[PATCH] gcov: make profile merging smarter
Richard Biener
richard.guenther@gmail.com
Mon Oct 4 11:16:15 GMT 2021
On Fri, Oct 1, 2021 at 12:53 PM Martin Liška <mliska@suse.cz> wrote:
>
> On 10/1/21 12:17, Richard Biener wrote:
> > On Fri, Oct 1, 2021 at 11:55 AM Martin Liška <mliska@suse.cz> wrote:
> >>
> >> Support merging of profiles that are built from a different .o files
> >> but belong to the same source file. Moreover, a checksum is verified
> >> during profile merging and so we can safely combine such profile.
> >>
> >> Patch can bootstrap on x86_64-linux-gnu and survives regression tests.
> >> I'm going to install the patch if there are no comments about it.
> >
> > Is the ->stamp field now unused?
>
> Yes, it's still used for pairing of .gcda and .gcno files when --coverage is used.
>
> >
> > I wonder whether crc32 is good enough or whether we need to enable
>
> Dunno. We can alternatively use a stronger hashing function, maybe inchash?
>
> > -fprofile-correction by default for example?
>
> Probably not.
>
> > But -fprofile-correction
> > is about -fprofile-use, not profile merging, right? What does the latter
> > do upon mismatch?
>
> It prints the 'libgcov profiling error'.
>
> >
> > Alternatively would it be possible to keep multiple sets of data in the file,
> > one for each 'stamp'?
>
> Yes, we can theoretically do it, but I'm not planning working on that now.
>
> > How does the profile-use step figure a mismatch
> > here, or does it not care whether it mixes input with 'different stamp'?
>
> Based on function id, it does verification for cfg_checksum and lineno_checksum.
>
> >
> > The current behavior is also somewhat odd:
> >
> >> ./a.out
> > libgcov profiling error:/tmp/t.gcda:overwriting an existing profile
> > data with a different timestamp
> >
> > but it should probably say 'warning' since it indeed simply overwrites data
> > instead of merging it.
>
> Yes, I can prepare an incremental patch for it.
>
> >
> > I wonder if we can simply drop the stamp check alltogether and make
> > the checks that match up the data against the number of counters behave
> > as to warning and overwriting the data instead of failing fatally? The
> > actual merging of data would need to be delayed, but at least until
> > the first actual merge was done we could simply proceed?
>
> Do you mean doing only merging of functions that have correct checksum, and bailing
> out for the functions that don't?
I meant in merge_one_data do not check ->stamp or ->checksum but instead rely
on the counter merging code to detect mismatches (there's read_mismatch and
read_error). There's multiple things we can do when we run into those:
- when we did not actually merged any counter yet we could issue the
warning as before and drop the old data on the floor
- when we _did_ merge some counters already we could hard-error
(I suppose we can't roll-back merging that took place already)

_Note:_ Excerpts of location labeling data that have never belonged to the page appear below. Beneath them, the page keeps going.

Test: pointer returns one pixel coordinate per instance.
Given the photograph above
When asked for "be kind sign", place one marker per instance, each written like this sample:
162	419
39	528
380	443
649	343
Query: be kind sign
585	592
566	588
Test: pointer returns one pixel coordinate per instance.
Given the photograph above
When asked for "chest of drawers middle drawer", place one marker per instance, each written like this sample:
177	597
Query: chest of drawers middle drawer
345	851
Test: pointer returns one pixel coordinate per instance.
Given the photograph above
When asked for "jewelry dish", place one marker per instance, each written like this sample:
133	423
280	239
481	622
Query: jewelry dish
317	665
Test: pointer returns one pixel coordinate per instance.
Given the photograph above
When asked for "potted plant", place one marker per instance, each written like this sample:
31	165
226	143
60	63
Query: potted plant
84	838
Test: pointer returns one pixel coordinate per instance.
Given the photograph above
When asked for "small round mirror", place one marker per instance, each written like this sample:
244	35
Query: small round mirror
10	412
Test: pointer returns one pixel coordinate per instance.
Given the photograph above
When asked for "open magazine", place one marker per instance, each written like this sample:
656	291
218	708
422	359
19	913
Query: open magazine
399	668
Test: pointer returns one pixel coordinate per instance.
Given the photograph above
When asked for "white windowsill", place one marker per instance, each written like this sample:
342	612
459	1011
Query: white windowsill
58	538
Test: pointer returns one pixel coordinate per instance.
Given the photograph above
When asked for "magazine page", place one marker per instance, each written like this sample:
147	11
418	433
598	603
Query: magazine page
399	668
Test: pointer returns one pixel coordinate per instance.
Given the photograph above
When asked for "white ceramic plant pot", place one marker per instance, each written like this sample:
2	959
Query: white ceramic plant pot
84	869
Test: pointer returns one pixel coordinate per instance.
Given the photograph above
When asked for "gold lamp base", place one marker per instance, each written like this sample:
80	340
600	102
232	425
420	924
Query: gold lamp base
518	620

- we could do the merging two-stage, first see whether the data matches
and only if it did perform the merging
Note that all of the changes (including yours) have user-visible effects and
the behavior is somewhat unobvious. Not merging when the object was
re-built is indeed the most obvious behavior so I'm not sure it's a good
idea. A new env variable to say whether to simply keep the _old_ data
when merging in new data isn't possible would be another "fix" I guess?
Richard.
>
> Thanks for the ideas.
>
> Martin
>
> >
> > Richard.
> >
> >> Thanks,
> >> Martin
> >>
> >> PR gcov-profile/90364
> >>
> >> gcc/ChangeLog:
> >>
> >> * coverage.c (build_info): Emit checksum to the global variable.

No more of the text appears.